Alleged abduction attempt turns out false

Police: Man really was offering puppy to Perkins Twp. boy
Courtney Astolfi
Sep 4, 2013

 

Turns out, the guy who offered a puppy to a Perkins Township boy last week really was trying to give a puppy to the boy.

The boy, 12, had told Perkins police a man driving a white car approached him at about 7:30 p.m. Aug. 26, as he was walking in the 200 block of Schiller Ave. He said the man asked him multiple times if he wanted a puppy, which prompted him to report the encounter to his grandmother.

The family called police, launching a days-long investigation into a suspected abduction attempt. The investigation played out last week without resolve because the suspect — he’s no longer a suspect, of course — was arrested and jailed in an unrelated domestic violence case, Perkins police Chief Ken Klamar said.

Police had no idea the 43-year-old Oakland Avenue man had any involvement in the puppyoffering incident. The man had no idea either, and he didn’t find out about the abduction report until he was released from a jail a few days later, Klamar said.

”He didn’t even know this was going on,” Klamar said.

When the man caught wind of the abduction report, he immediately went to police. “He said, ‘I’m the guy with the puppy,’” Klamar said. “Sure enough, it was him.”

The man had been friends with the boy’s father, who died not long ago, Klamar said. When the boy’s mother looked into buying the boy a dog, the man told her he could help her out.
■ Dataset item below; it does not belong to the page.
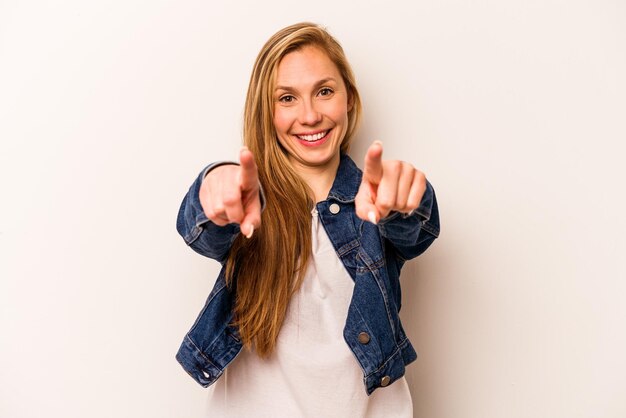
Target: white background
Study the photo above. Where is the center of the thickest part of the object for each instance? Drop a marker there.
(515, 111)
He exchanged some text messages with the mother about a month ago, Klamar said.

”He even had the old messages still, regarding the puppy,” Klamar said. “(The mother) had been talking with this guy through texts, Facebook.”

On Aug. 26, the man dropped his children off down the street, then saw the 12-year-old boy walking in the area, Klamar said.

When he stopped to talk to the boy, “the kid didn’t recognize him,” Klamar said. The mother, meanwhile, forgot she talked to the man about a dog.

”It was a few weeks ago,” Klamar said. “She didn’t put two and two together. It didn’t pop into her head.”

Comments

sandtown born a...

Maybe going to the boys home for the puppy offering would have been more appropriate? Calling out to a young child from a car is exactly what responsible parents teach our kids to run from. I'm sure this wasn't a cheap investigation into something very easily avoided.

deertracker

Perhaps you are correct but maybe he was just trying to be nice to the kid since his dad died recently. I don't think anyone did anything wrong here.

sandtown born a...

Being nice is what the boy needs I simply said the approach needs adjusted

deertracker

Relax! I agree!

Stop It

I knew it wasn't real when the kid could describe everything about the man, the car and the dog but not remember the plates.

sandtown born a...

Oh it was a real situation just wasn't a threat

gene44870

Yea this thing turned out good and the child is safe and sound and no harm was going to come to the child .And thats what counts

donutshopguy

There are still a lot of good people in the world. I am very cautious about approaching any children without their parents present. Good deeds can sometimes be perceived in the wrong light in society today.

A few years ago, I drove past a 2 year old boy walking alone down a busy street. I pulled over and walked the boy to the nearest house looking for a parent. Things turned out OK but boy did I gets some looks from people driving past.